Sylvanas could practically taste the arcane magic in the air. Was this their plan then, waiting for their mages to come and finish them? She could agree that it was a sensible tactic.
She was falling deeper into the darkness. There would be no escape.
Not for Sylvanas.
Not for her rangers that she had led here.
Not for Clea, who would never admit how uncomfortable she was on water and would sail to the worlds end for her, but who clung to her arm for dear life when she dragged her onto the quay.
Not for Anya.
Her vision turned red and all the world
burned before her.
And Sylvanas Wailed.
She could see flashes and the shimmering outline of something that a part of her mind knew was a mages shield, but it was a thought that the rest of her could not hear over the anguished and furious scream that rang in her unnatural being.

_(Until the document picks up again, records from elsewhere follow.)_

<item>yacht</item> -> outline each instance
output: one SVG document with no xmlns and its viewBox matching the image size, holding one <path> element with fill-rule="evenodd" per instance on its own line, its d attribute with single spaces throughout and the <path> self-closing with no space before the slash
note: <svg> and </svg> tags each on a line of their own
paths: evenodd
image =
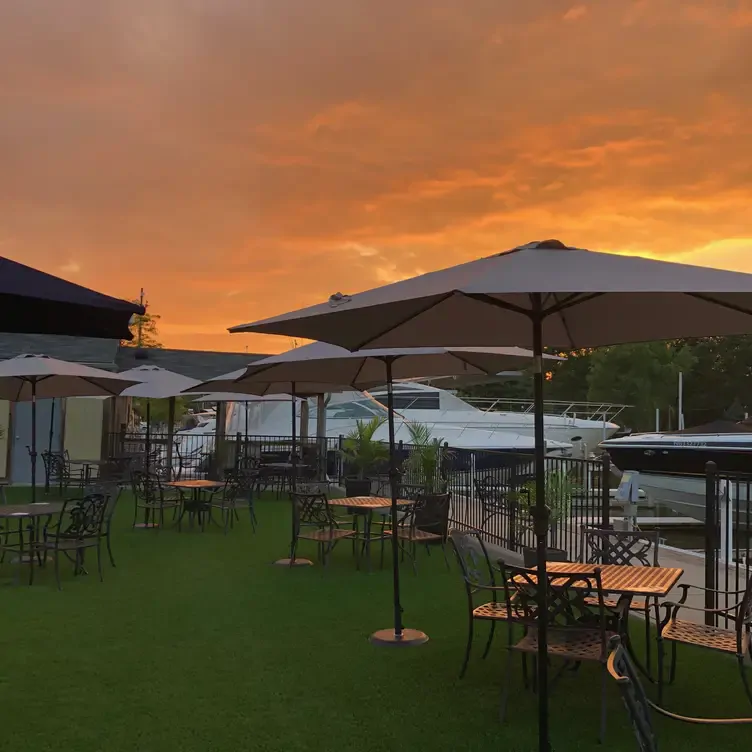
<svg viewBox="0 0 752 752">
<path fill-rule="evenodd" d="M 721 473 L 752 473 L 752 425 L 715 421 L 674 433 L 644 433 L 601 442 L 623 472 L 638 474 L 649 501 L 705 519 L 708 462 Z"/>
<path fill-rule="evenodd" d="M 370 393 L 386 404 L 386 388 L 373 389 Z M 498 410 L 498 404 L 498 400 L 483 400 L 482 408 L 479 408 L 450 391 L 429 384 L 400 382 L 394 385 L 394 409 L 407 421 L 430 426 L 436 435 L 443 435 L 452 426 L 501 431 L 531 438 L 535 436 L 532 410 Z M 547 414 L 544 426 L 548 441 L 584 444 L 587 447 L 595 447 L 619 430 L 616 423 L 605 418 L 579 418 L 566 413 Z"/>
</svg>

Boiling darkness formed into tendrils around Sylvanas, smoking and writhing like flames. She closed her eyes and willed them back inside her, falling to her knees and curling into herself as if that would contain her banshee self.
Eventually the last echo of her Wail died down and only the wind and the waves thundered in the night.
She looked up, only to see a lone mage swaying and falling into the ground, hitting her head against the uneven timber of the quay. A human woman in a nightrobe. She did not rise or open her eyes.
Sylvanas senses returned, rapidly now. Her rangers were still there. There was no sign of the Theramoore soldiers. The mage was injured for sure, having lost consciousness from the fall if not from the sheer power of the Wail. How was she even alive?
She heard her rangers cry out and turned around to see the agreed upon signal on the ship far out in the storm. In fact there were three signals, her captain taking no chances.
Sylvanas could feel the wind rising even further. What of the mage? They had to leave, there would be no time to seek out the humans of the city, let alone hand her over in a safe way. She hand’t attacked them, she had arrived late and only shielded the soldiers, saving them from Sylvanas’ Wail. Saving Sylvanas from having even more blood on her hands.
She could leave her here. To die from a wound or injury yet undiscovered or contract pneumonia, if she was lucky enough not to be blown straight into the sea!
She could not do that. Somewhere deep inside her rotten black banshee soul Sylvanas refused to do that.
She bent down and scooped up the mage, carefully cradling the womans head against her shoulder and holding her tight. Her neck seemed whole at least, but she was bleeding from a head wound, smearing the tangled trussels of hair that hung over her face.
”Take your banshee forms! Fly to the ship!”